Below we utilize the @typedispatch decorator to completely change how we'll tokenize the data for the `ForQuestionAnsweringTask`.

In [None]:
#export
@typedispatch
def build_hf_input(task:ForQuestionAnsweringTask, tokenizer, 
                   a_tok_ids, b_tok_ids=None, targets=None,
                   max_length=512, pad_to_max_length=True, truncation_strategy=None):

    if (truncation_strategy is None):
        truncation_strategy = "only_second" if tokenizer.padding_side == "right" else "only_first"
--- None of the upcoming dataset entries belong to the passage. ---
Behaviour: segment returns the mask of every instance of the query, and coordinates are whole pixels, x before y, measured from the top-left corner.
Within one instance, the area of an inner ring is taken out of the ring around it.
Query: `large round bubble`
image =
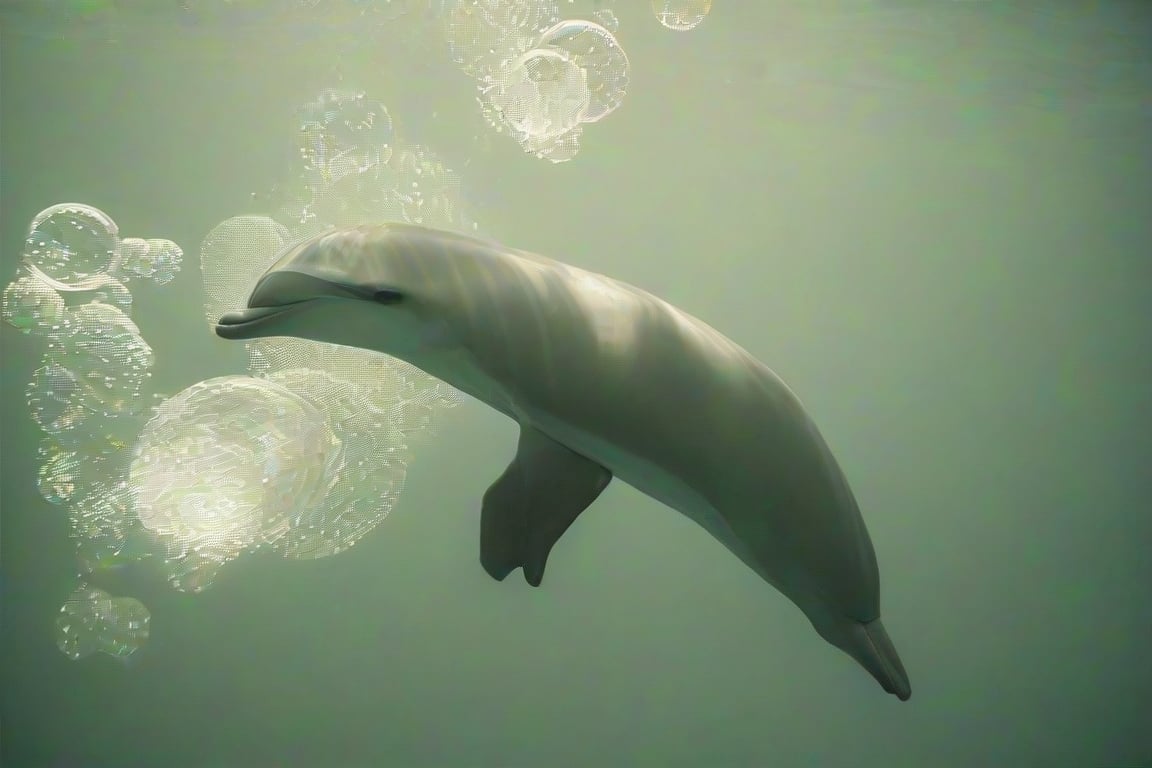
[[[116,222],[100,209],[61,203],[32,219],[24,258],[49,277],[71,283],[114,268],[118,233]]]
[[[628,90],[629,65],[616,37],[591,21],[562,21],[540,35],[538,47],[556,50],[586,74],[588,108],[581,120],[594,123],[611,114]]]
[[[306,399],[270,381],[223,376],[156,409],[133,450],[129,483],[140,521],[169,561],[196,561],[196,578],[173,578],[195,591],[223,563],[282,538],[342,465],[340,440]]]
[[[588,75],[567,55],[533,48],[495,83],[488,98],[517,134],[535,139],[560,136],[588,112]]]

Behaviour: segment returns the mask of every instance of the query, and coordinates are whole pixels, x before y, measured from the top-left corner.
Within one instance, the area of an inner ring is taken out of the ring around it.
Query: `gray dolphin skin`
[[[480,562],[539,586],[556,541],[618,477],[696,521],[901,700],[856,499],[796,395],[696,318],[625,283],[408,224],[287,249],[226,339],[294,336],[401,358],[515,419],[484,494]]]

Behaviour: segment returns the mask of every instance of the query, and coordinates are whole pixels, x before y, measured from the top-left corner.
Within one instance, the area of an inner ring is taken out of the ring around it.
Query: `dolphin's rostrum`
[[[407,224],[289,248],[228,339],[295,336],[402,358],[520,425],[484,494],[480,562],[532,585],[619,477],[699,523],[884,689],[911,695],[880,621],[859,508],[792,391],[700,320],[625,283]]]

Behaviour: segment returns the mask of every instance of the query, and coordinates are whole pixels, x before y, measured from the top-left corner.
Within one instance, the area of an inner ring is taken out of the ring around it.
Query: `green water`
[[[196,596],[141,579],[134,662],[71,661],[72,547],[24,394],[42,347],[4,326],[0,765],[1152,760],[1152,9],[716,0],[676,33],[594,5],[632,82],[553,165],[490,132],[423,17],[341,46],[160,14],[109,44],[0,3],[0,280],[38,211],[97,206],[185,249],[135,297],[158,387],[243,372],[203,322],[198,244],[267,212],[251,193],[292,159],[298,105],[363,89],[487,235],[661,295],[800,394],[860,500],[911,701],[618,482],[541,588],[491,581],[479,503],[516,430],[475,402],[348,552],[241,558]]]

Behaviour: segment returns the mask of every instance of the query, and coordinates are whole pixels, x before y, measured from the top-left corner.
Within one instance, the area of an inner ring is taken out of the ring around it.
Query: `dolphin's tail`
[[[900,701],[908,701],[912,696],[912,685],[884,623],[879,618],[865,623],[854,622],[848,636],[849,643],[840,647],[860,662],[884,690]]]

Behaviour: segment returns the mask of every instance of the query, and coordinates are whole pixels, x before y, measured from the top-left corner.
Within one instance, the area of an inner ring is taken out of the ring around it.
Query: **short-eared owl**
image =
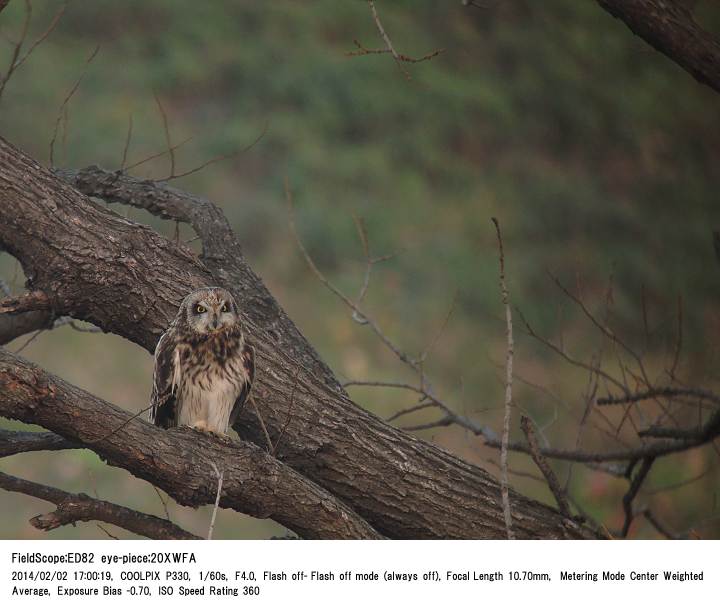
[[[185,297],[155,348],[150,421],[226,434],[250,393],[255,352],[223,288]]]

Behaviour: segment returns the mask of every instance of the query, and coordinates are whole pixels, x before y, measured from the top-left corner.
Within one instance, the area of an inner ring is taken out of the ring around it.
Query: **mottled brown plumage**
[[[255,352],[223,288],[188,294],[155,348],[150,421],[226,434],[247,399]]]

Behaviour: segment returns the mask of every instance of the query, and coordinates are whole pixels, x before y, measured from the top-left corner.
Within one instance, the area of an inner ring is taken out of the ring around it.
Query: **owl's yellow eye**
[[[205,313],[205,311],[207,311],[207,309],[204,306],[202,306],[201,304],[196,305],[196,307],[195,307],[196,313]]]
[[[227,312],[228,312],[228,306],[227,306],[227,303],[226,303],[226,302],[223,303],[222,309],[220,309],[220,311],[222,311],[223,313],[227,313]]]

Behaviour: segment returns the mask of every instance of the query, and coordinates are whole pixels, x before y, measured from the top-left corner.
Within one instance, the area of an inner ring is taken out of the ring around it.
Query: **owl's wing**
[[[250,390],[252,389],[253,379],[255,378],[255,349],[253,349],[252,345],[249,345],[248,343],[245,343],[242,350],[242,364],[245,369],[247,381],[243,383],[240,395],[238,396],[238,399],[235,400],[235,405],[230,413],[230,427],[235,424],[238,414],[240,414],[240,411],[245,405],[245,401],[248,399]]]
[[[177,421],[175,385],[176,341],[174,328],[160,337],[155,347],[155,370],[153,372],[152,394],[150,396],[150,422],[167,429],[174,427]]]

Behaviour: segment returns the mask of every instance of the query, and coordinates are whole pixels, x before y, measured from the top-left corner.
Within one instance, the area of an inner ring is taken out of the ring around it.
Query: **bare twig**
[[[407,80],[412,80],[410,73],[403,67],[403,62],[408,63],[419,63],[421,61],[427,61],[428,59],[432,59],[433,57],[439,55],[443,52],[444,49],[438,49],[436,51],[433,51],[432,53],[428,53],[424,57],[420,57],[419,59],[414,59],[412,57],[408,57],[407,55],[402,55],[398,53],[395,50],[395,46],[392,43],[392,40],[390,40],[390,36],[388,36],[387,32],[385,31],[385,28],[383,27],[382,21],[380,21],[380,16],[378,15],[377,9],[375,8],[375,2],[373,0],[367,0],[368,6],[370,7],[370,13],[372,14],[373,21],[375,22],[375,27],[377,27],[378,32],[380,32],[380,36],[385,42],[385,49],[366,49],[363,45],[361,45],[357,40],[354,40],[355,46],[360,49],[359,51],[351,51],[347,53],[348,56],[353,55],[373,55],[373,54],[380,54],[380,53],[390,53],[393,56],[393,59],[395,60],[395,64],[397,65],[398,69],[403,73],[405,78]]]
[[[154,484],[151,484],[150,486],[152,486],[155,494],[158,496],[158,499],[160,499],[160,503],[162,503],[163,511],[165,512],[165,518],[170,520],[170,510],[168,510],[168,504],[165,500],[165,497],[162,496],[162,494],[160,493],[160,489],[157,486],[155,486]]]
[[[244,148],[241,148],[240,150],[236,150],[234,152],[230,152],[228,154],[219,154],[217,156],[212,157],[211,159],[208,159],[204,163],[198,165],[197,167],[194,167],[193,169],[189,169],[188,171],[183,171],[182,173],[171,173],[166,178],[163,178],[161,181],[169,182],[170,180],[176,180],[177,178],[184,178],[186,176],[192,175],[193,173],[197,173],[198,171],[201,171],[202,169],[205,169],[206,167],[213,165],[215,163],[219,163],[220,161],[225,161],[227,159],[232,159],[236,156],[240,156],[241,154],[245,154],[249,150],[255,147],[258,142],[260,142],[261,139],[265,137],[265,134],[267,133],[268,127],[270,123],[268,121],[265,122],[263,125],[262,131],[260,134],[247,146]],[[173,147],[174,148],[174,147]],[[168,149],[170,150],[170,149]]]
[[[647,520],[655,528],[655,530],[660,533],[660,535],[667,539],[678,539],[678,536],[663,525],[649,508],[644,509],[641,514],[645,516],[645,520]]]
[[[413,412],[418,412],[420,410],[425,410],[427,408],[433,408],[436,404],[434,402],[420,402],[418,404],[415,404],[414,406],[409,406],[408,408],[403,408],[401,410],[398,410],[396,413],[390,415],[387,419],[385,419],[388,423],[394,421],[395,419],[399,419],[400,417],[404,417],[405,415],[412,414]]]
[[[2,11],[2,9],[7,6],[7,4],[7,2],[0,2],[0,11]],[[42,32],[42,34],[40,34],[38,38],[35,39],[35,41],[25,52],[25,54],[22,55],[22,47],[25,44],[25,40],[27,39],[30,21],[32,19],[32,4],[30,0],[25,0],[25,19],[23,21],[20,40],[14,45],[13,52],[10,56],[10,63],[5,69],[5,74],[0,77],[0,97],[2,97],[2,94],[5,91],[5,87],[10,81],[10,78],[12,78],[12,75],[15,73],[15,71],[28,60],[30,55],[32,55],[33,51],[40,44],[42,44],[42,42],[53,32],[53,30],[55,30],[58,22],[65,13],[65,9],[67,9],[67,2],[63,2],[62,6],[58,9],[53,18],[50,20],[50,25],[48,25],[47,29],[45,29],[45,31]]]
[[[315,261],[310,256],[310,253],[305,248],[302,239],[300,239],[300,233],[298,232],[297,226],[295,224],[295,205],[293,203],[292,192],[290,191],[290,186],[288,184],[287,178],[285,179],[285,198],[288,204],[290,230],[295,236],[295,241],[297,242],[298,249],[300,250],[300,253],[305,259],[305,262],[307,262],[308,267],[310,267],[310,270],[315,274],[320,283],[322,283],[328,290],[330,290],[333,294],[335,294],[335,296],[337,296],[342,302],[344,302],[351,311],[356,313],[359,317],[361,317],[367,322],[367,325],[375,333],[375,335],[388,349],[390,349],[395,354],[395,356],[401,362],[407,364],[419,374],[420,366],[418,365],[418,363],[407,353],[402,351],[392,340],[390,340],[390,338],[388,338],[388,336],[381,330],[380,326],[365,312],[363,312],[355,302],[353,302],[342,291],[340,291],[339,288],[337,288],[332,282],[330,282],[330,280],[327,279],[327,277],[325,277],[325,275],[323,275],[323,273],[317,267]]]
[[[285,430],[287,429],[288,425],[290,425],[290,421],[292,421],[293,409],[295,407],[295,390],[297,389],[299,375],[300,375],[300,364],[298,364],[295,368],[295,379],[293,380],[293,386],[290,391],[290,403],[288,404],[287,418],[285,419],[285,423],[283,423],[282,429],[280,430],[280,434],[278,435],[277,441],[275,442],[275,446],[272,449],[273,457],[277,454],[277,451],[280,448],[280,443],[282,442],[283,436],[285,435]]]
[[[177,143],[177,144],[173,144],[173,145],[170,147],[170,150],[172,150],[172,151],[174,152],[175,150],[178,150],[179,148],[182,148],[182,147],[183,147],[185,144],[187,144],[190,140],[192,140],[192,137],[187,137],[187,138],[185,138],[182,142],[179,142],[179,143]],[[161,151],[161,152],[156,152],[155,154],[151,154],[150,156],[147,156],[147,157],[145,157],[145,158],[137,161],[136,163],[132,163],[132,164],[128,165],[127,167],[125,167],[125,171],[126,171],[126,172],[127,172],[127,171],[130,171],[131,169],[135,169],[136,167],[140,167],[141,165],[144,165],[145,163],[149,163],[150,161],[154,161],[155,159],[159,159],[160,157],[163,157],[163,156],[165,156],[166,154],[168,154],[168,152],[169,152],[169,150],[166,149],[166,150],[163,150],[163,151]]]
[[[167,152],[170,156],[170,175],[175,175],[175,151],[172,147],[172,141],[170,139],[170,126],[168,125],[168,118],[167,114],[165,113],[165,108],[163,108],[162,102],[160,101],[160,98],[158,97],[157,93],[155,93],[155,103],[157,104],[158,109],[160,110],[160,116],[162,117],[163,122],[163,131],[165,132],[165,142],[167,143]]]
[[[116,539],[119,540],[120,538],[117,535],[113,535],[110,531],[108,531],[103,525],[99,523],[95,523],[95,526],[100,529],[105,535],[107,535],[110,539]]]
[[[673,363],[670,366],[670,372],[668,376],[670,380],[675,379],[675,371],[677,370],[678,363],[680,361],[680,352],[682,351],[683,344],[683,301],[682,295],[678,296],[677,304],[677,340],[675,341],[675,355],[673,356]]]
[[[25,349],[27,349],[30,346],[30,344],[33,343],[35,341],[35,339],[38,336],[40,336],[43,332],[45,332],[45,328],[42,328],[42,329],[38,330],[37,332],[33,332],[30,335],[30,338],[28,338],[22,345],[20,345],[20,347],[15,349],[15,351],[14,351],[15,355],[25,351]]]
[[[538,469],[542,472],[543,476],[545,476],[545,480],[547,480],[550,491],[552,492],[553,497],[555,497],[555,501],[557,502],[560,511],[570,518],[570,506],[568,505],[565,493],[563,492],[563,489],[560,488],[560,483],[558,482],[555,472],[540,452],[540,447],[538,446],[537,438],[535,437],[535,432],[529,417],[520,417],[520,428],[523,430],[528,446],[530,447],[530,455],[532,456],[533,461],[535,461],[535,465],[538,466]]]
[[[260,413],[260,409],[258,408],[257,404],[255,403],[255,398],[252,394],[250,394],[250,403],[253,407],[253,412],[255,413],[255,416],[257,417],[258,423],[260,423],[260,428],[263,431],[263,434],[265,436],[265,442],[267,442],[267,449],[268,452],[271,455],[275,455],[275,447],[273,446],[273,442],[270,439],[270,434],[268,433],[267,427],[265,426],[265,420],[262,417],[262,414]]]
[[[633,500],[640,491],[640,487],[642,486],[643,482],[645,482],[645,478],[647,478],[647,475],[650,473],[650,468],[652,468],[654,462],[654,457],[645,457],[643,459],[640,470],[637,474],[635,474],[635,477],[630,483],[630,488],[628,489],[628,492],[625,493],[625,496],[623,497],[623,509],[625,510],[625,522],[623,524],[621,533],[621,536],[623,538],[627,537],[630,531],[630,525],[632,524],[633,518],[635,516],[632,506]]]
[[[392,53],[390,49],[368,49],[366,46],[364,46],[359,40],[356,38],[353,39],[353,44],[358,48],[357,51],[347,51],[345,53],[346,57],[362,57],[363,55],[384,55],[386,53]],[[410,57],[409,55],[403,55],[402,53],[397,54],[397,59],[400,61],[404,61],[405,63],[421,63],[423,61],[428,61],[429,59],[432,59],[433,57],[437,57],[440,55],[440,53],[444,53],[445,49],[436,49],[434,51],[431,51],[430,53],[426,53],[422,57]]]
[[[355,228],[357,229],[360,243],[362,244],[363,255],[365,256],[365,277],[363,279],[362,285],[360,286],[360,295],[355,301],[356,308],[352,311],[352,318],[357,323],[365,325],[367,323],[367,320],[358,314],[357,307],[362,304],[363,300],[365,299],[365,295],[367,294],[368,288],[370,287],[370,274],[372,273],[372,269],[376,264],[394,258],[396,254],[372,257],[370,255],[370,242],[367,235],[367,229],[365,228],[365,221],[360,216],[356,216],[355,214],[352,215],[352,219],[355,223]]]
[[[58,135],[58,128],[60,127],[60,122],[62,121],[63,114],[65,112],[65,108],[70,103],[70,100],[72,99],[73,95],[75,95],[75,92],[78,90],[78,87],[80,86],[80,83],[83,81],[83,78],[85,78],[85,74],[87,74],[88,68],[90,64],[92,63],[93,59],[95,59],[95,56],[100,51],[100,45],[95,47],[95,50],[90,53],[89,57],[85,60],[85,69],[82,71],[78,79],[75,81],[75,84],[72,86],[68,94],[65,96],[65,99],[63,99],[62,104],[60,104],[60,111],[58,112],[57,118],[55,119],[55,128],[53,129],[53,135],[52,139],[50,140],[50,166],[53,167],[55,165],[55,141],[57,140]]]
[[[213,470],[215,471],[215,475],[217,476],[217,493],[215,495],[215,505],[213,506],[212,511],[212,518],[210,518],[210,529],[208,530],[207,538],[212,539],[213,536],[213,529],[215,528],[215,517],[217,516],[218,508],[220,507],[220,495],[222,494],[222,486],[223,486],[223,478],[225,476],[225,471],[220,471],[217,468],[217,465],[214,463],[210,463],[212,465]]]
[[[708,400],[720,406],[720,395],[713,393],[707,389],[698,389],[692,387],[653,387],[647,391],[637,393],[627,393],[626,395],[615,397],[608,395],[604,398],[598,398],[598,406],[611,406],[614,404],[627,404],[629,402],[640,402],[642,400],[650,400],[657,397],[672,398],[677,396],[696,397]]]
[[[132,114],[128,114],[128,128],[127,134],[125,135],[125,146],[123,146],[122,161],[120,162],[120,171],[125,171],[125,165],[127,164],[128,152],[130,151],[130,142],[132,141],[133,132],[133,117]]]
[[[505,321],[507,323],[507,356],[505,368],[505,416],[503,418],[502,444],[500,447],[500,491],[502,493],[503,512],[505,515],[505,528],[507,529],[508,539],[514,539],[512,532],[512,515],[510,513],[510,494],[508,491],[508,444],[510,442],[510,414],[512,409],[512,381],[513,381],[513,355],[515,352],[515,343],[513,341],[512,313],[510,311],[510,301],[508,297],[508,289],[505,284],[505,253],[503,252],[502,234],[500,233],[500,223],[497,218],[492,218],[497,233],[498,250],[500,257],[500,292],[502,294],[502,302],[505,307]]]
[[[715,470],[714,465],[711,465],[707,469],[700,472],[697,476],[693,476],[692,478],[687,478],[685,480],[681,480],[680,482],[675,482],[674,484],[667,484],[665,486],[658,486],[656,488],[649,488],[645,489],[643,491],[643,494],[645,495],[658,495],[660,493],[669,493],[672,491],[676,491],[678,489],[684,488],[686,486],[689,486],[693,484],[694,482],[698,482],[699,480],[702,480],[705,476],[707,476],[709,473]]]

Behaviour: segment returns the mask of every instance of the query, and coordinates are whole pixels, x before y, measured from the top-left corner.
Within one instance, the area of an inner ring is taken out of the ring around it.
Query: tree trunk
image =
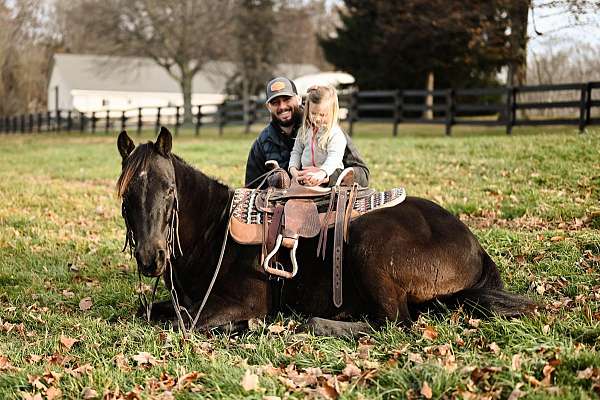
[[[192,78],[191,74],[181,74],[181,94],[183,95],[183,125],[192,125]]]
[[[242,103],[244,110],[244,133],[250,133],[250,91],[248,90],[248,77],[244,76],[242,80]]]
[[[429,71],[429,73],[427,74],[427,91],[428,92],[433,92],[433,88],[434,88],[434,75],[433,75],[433,71]],[[433,107],[433,94],[428,94],[427,97],[425,97],[425,105],[427,107]],[[423,113],[423,118],[425,119],[433,119],[433,109],[428,108],[427,110],[425,110],[425,112]]]

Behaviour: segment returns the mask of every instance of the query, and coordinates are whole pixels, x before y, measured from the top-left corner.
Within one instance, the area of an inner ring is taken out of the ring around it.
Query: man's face
[[[297,96],[277,96],[267,103],[271,116],[281,126],[290,126],[294,123],[294,114],[298,112]]]

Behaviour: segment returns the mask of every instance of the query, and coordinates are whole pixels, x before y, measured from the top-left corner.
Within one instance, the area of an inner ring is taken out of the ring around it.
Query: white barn
[[[233,69],[229,62],[207,63],[192,82],[192,104],[221,103]],[[280,64],[276,68],[276,75],[291,79],[317,72],[319,69],[310,64]],[[182,105],[177,81],[150,58],[54,55],[48,110],[91,112]]]

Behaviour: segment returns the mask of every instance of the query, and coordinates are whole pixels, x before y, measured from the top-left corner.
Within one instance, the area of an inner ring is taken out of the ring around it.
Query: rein
[[[267,179],[267,177],[270,176],[271,174],[272,174],[272,171],[269,171],[268,173],[264,174],[264,179],[263,179],[263,182],[261,182],[261,185],[264,183],[264,181]],[[263,178],[263,176],[260,176],[259,178]],[[227,216],[227,227],[225,229],[225,235],[223,237],[223,242],[221,244],[221,252],[219,254],[219,261],[217,262],[215,272],[213,273],[210,284],[208,285],[206,293],[204,294],[202,303],[200,304],[200,307],[198,308],[196,315],[192,319],[192,315],[189,313],[189,311],[185,307],[181,306],[179,303],[179,296],[177,295],[177,291],[175,290],[174,279],[173,279],[174,278],[174,276],[173,276],[174,268],[171,263],[171,259],[175,260],[177,258],[177,254],[175,252],[176,250],[179,252],[180,256],[183,256],[183,251],[181,250],[181,243],[179,240],[179,200],[178,200],[178,196],[177,196],[177,191],[175,191],[173,202],[174,202],[173,203],[173,211],[171,213],[171,218],[169,220],[169,224],[167,227],[167,238],[166,238],[167,253],[168,253],[167,268],[169,268],[169,275],[170,275],[169,280],[171,282],[171,288],[169,290],[169,294],[171,297],[171,302],[173,303],[173,308],[175,309],[175,313],[177,315],[177,320],[179,321],[179,326],[181,327],[181,329],[184,332],[184,337],[188,337],[189,332],[193,331],[196,324],[198,323],[198,320],[200,319],[200,314],[202,313],[202,311],[204,310],[204,307],[206,306],[208,297],[210,296],[213,286],[217,280],[217,276],[219,275],[219,271],[220,271],[221,265],[223,263],[223,256],[225,254],[225,249],[227,247],[227,239],[229,237],[229,223],[230,223],[231,217],[232,217],[235,209],[233,207],[233,195],[232,195],[231,198],[228,200],[229,213]],[[133,258],[133,253],[135,250],[136,242],[135,242],[135,238],[133,236],[133,230],[131,229],[131,226],[127,219],[127,210],[125,208],[125,203],[121,204],[121,209],[122,209],[123,219],[125,220],[125,228],[126,228],[125,244],[123,246],[122,252],[124,252],[129,247],[130,256]],[[223,213],[221,214],[219,221],[223,220],[223,217],[225,216],[226,213],[227,213],[227,207],[223,210]],[[148,322],[150,322],[150,315],[152,313],[152,304],[153,304],[155,296],[156,296],[156,289],[158,287],[158,282],[160,280],[160,277],[156,277],[150,302],[148,302],[148,299],[142,290],[142,274],[141,274],[141,271],[139,270],[139,268],[138,268],[138,280],[139,280],[138,298],[140,300],[140,304],[142,305],[142,307],[144,307],[144,310],[146,312],[146,319],[148,320]],[[188,320],[191,321],[191,325],[190,325],[189,329],[186,329],[186,327],[185,327],[185,323],[184,323],[183,317],[181,315],[181,310],[183,310],[185,312],[185,314],[187,314]]]

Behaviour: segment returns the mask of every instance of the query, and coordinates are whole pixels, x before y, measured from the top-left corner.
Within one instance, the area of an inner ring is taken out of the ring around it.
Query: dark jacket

    res = tokenizer.prepare_for_model(a_tok_ids if tokenizer.padding_side == "right" else b_tok_ids, 
                                      b_tok_ids if tokenizer.padding_side == "right" else a_tok_ids,
                                      max_length=max_length, 
                                      pad_to_max_length=pad_to_max_length,
                                      truncation_strategy=truncation_strategy, 
                                      return_special_tokens_mask=True,
                                      return_tensors='pt')
    
    input_ids = res['input_ids'][0]
    attention_mask = res['attention_mask'][0] if ('attention_mask' in res) else tensor([-9999]) 
    token_type_ids = res['token_type_ids'][0] if ('token_type_ids' in res) else tensor([-9999]) 
    
    # cls_index: location of CLS token (used by xlnet and xlm) ... this is a list.index(value) for pytorch tensor's
    cls_index = (input_ids == tokenizer.cls_token_id).nonzero()[0]
    
    # p_mask: mask with 1 for token than cannot be in the answer, else 0 (used by xlnet and xlm)
    p_mask = tensor(res['special_tokens_mask']) if ('special_tokens_mask' in res) else tensor([-9999]) 
    
    return HF_BaseInput([input_ids, attention_mask, token_type_ids, cls_index, p_mask]), targets

And here we demonstrate some more of the extensibility bits of the framework, by passing in our own instance of `HF_BatchTransform`.

In [None]:
# (optional): override HF_BatchTransform defaults
hf_batch_tfm = HF_BatchTransform(hf_arch, hf_tokenizer, max_seq_len=max_seq_len, truncation_strategy=None, 
                                 task=ForQuestionAnsweringTask())

blocks = (
    HF_TextBlock(hf_arch, hf_tokenizer, hf_batch_tfm=hf_batch_tfm), 
    CategoryBlock(vocab=vocab),
    CategoryBlock(vocab=vocab)
)

dblock = DataBlock(blocks=blocks, 
                   get_x=lambda x: (x.question_text, x.context),
                   get_y=[ColReader('answer_start'), ColReader('answer_end')],
                   splitter=RandomSplitter(),
                   n_inp=1)

In [None]:
dls = dblock.dataloaders(squad_df, bs=4)

In [None]:
b = dls.one_batch(); len(b), len(b[0]), len(b[1]), len(b[2])

(3, 5, 4, 4)

In [None]:
b[0][0].shape, b[0][1].shape, b[0][2].shape, b[0][3].shape, b[0][4].shape, b[1].shape, b[2].shape

(torch.Size([4, 128]),
 torch.Size([4, 128]),
 torch.Size([4, 1]),
 torch.Size([4, 1]),
 torch.Size([4, 128]),
 torch.Size([4]),
 torch.Size([4]))

In [None]:
dls.show_batch(hf_tokenizer=hf_tokenizer, skip_special_tokens=False, max_n=2)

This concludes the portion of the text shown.